Some social media outfits have seen their valuations plummet since going public. This has caused a monumental loss, on paper at least, of hundreds of billions of dollars for owners and investors — depending on the company. Investors may include younger employees who vest their earnings in company stock or even get paid with it.

NBC News: Investors ask if another tech stock bubble is bursting?

“Facebook’s losses since its IPO aren’t quite as dramatic as those of other social media companies that went public over the past year, including online gaming site Zynga, which has seen its stock price decline 71 percent since its IPO last December, and Groupon, which has seen its share value plunge 84 percent since the company went public last November,” reports NBC News.

Nevertheless, the skyrocketing popularity and dominance of social media continues to radically alter the traditional media landscape. This has taken place despite dramatic market plunges in the wake of initial public offerings (IPOs) and market expectations.

How does one explain this paradox?

Also, should this be of any professional concern to government communicators, who have adopted the use of social media as standard operating practice?

Facebook’s other face

Many investors banked on the Facebook IPO to generate tons of quick cash. They thought it was easy money. However, to their utter dismay, Wall Street looked the other way. This is not to say that Facebook won’t fare well over the long term, but who knows?

Some of its doubters think Facebook doesn’t have enough room to grow. But consider that even as it closes in on a staggering 1 billion users, Facebook still has hundreds of millions of potential users to sign up. Moreover, global population growth is exploding.

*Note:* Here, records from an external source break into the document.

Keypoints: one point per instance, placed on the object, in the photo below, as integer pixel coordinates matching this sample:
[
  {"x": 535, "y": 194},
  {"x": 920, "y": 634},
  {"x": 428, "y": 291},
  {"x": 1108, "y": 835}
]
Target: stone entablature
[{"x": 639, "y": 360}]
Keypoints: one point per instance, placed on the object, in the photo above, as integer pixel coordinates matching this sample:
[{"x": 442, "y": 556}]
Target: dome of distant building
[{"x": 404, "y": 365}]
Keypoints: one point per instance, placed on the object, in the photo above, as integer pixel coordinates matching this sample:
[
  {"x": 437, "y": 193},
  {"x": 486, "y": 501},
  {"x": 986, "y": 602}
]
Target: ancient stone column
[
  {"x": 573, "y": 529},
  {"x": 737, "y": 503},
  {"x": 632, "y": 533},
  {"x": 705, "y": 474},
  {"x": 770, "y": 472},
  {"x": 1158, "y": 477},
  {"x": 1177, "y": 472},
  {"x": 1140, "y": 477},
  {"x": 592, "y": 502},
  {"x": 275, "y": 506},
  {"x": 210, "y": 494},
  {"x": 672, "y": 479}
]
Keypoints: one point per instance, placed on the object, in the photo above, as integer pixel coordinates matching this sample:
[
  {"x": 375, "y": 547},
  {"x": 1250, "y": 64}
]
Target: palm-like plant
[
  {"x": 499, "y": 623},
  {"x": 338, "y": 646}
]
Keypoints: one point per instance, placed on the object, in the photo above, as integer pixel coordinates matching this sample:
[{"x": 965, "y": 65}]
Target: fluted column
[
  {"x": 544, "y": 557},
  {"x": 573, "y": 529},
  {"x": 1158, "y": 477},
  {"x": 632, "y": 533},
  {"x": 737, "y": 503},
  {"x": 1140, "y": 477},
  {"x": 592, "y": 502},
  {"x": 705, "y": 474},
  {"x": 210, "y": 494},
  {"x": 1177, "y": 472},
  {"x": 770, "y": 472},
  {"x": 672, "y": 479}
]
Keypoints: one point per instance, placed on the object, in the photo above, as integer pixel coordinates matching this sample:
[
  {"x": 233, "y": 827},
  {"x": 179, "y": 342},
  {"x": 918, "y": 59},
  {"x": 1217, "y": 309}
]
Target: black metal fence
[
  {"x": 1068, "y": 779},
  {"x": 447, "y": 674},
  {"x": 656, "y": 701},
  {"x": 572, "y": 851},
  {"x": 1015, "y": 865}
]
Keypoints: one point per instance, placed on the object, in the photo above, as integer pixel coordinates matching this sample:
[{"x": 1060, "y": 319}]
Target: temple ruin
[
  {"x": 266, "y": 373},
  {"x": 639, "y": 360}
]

Nonetheless, most of the financial news has been negative for the social media behemoth’s stock valuation, not to mention its brand image.

Perhaps social media giants like Facebook need to devote more time on revamping their long-term business plans with new innovations for growth and revenue via the expansion of mobile technology, and less time basking in the media limelight.

US News: Social media bubble starts to burst

“The whole ordeal has also highlighted a unique aspect of social media that investors momentarily lost sight of,” according to US News. “Though it continues to grow as a powerful technological force, social media remains difficult to monetize consistently. By nature it is ephemeral, vulnerable to other types of disruptive technology, and resistant to the kinds of corporate controls that Apple and Google are capable of instituting.”

Wall Street worries

Apparently, most Wall Street insiders are not optimistic about the prospects for Facebook and other large and wildly popular social media sites. But perhaps their conventional wisdom is wrong — if so, it wouldn’t be the first time.

The big question for Facebook and its market competitors is whether another so-called Silicon Valley dot-com bubble will burst?

Some think the answer is yes, while others see glimmers of hope.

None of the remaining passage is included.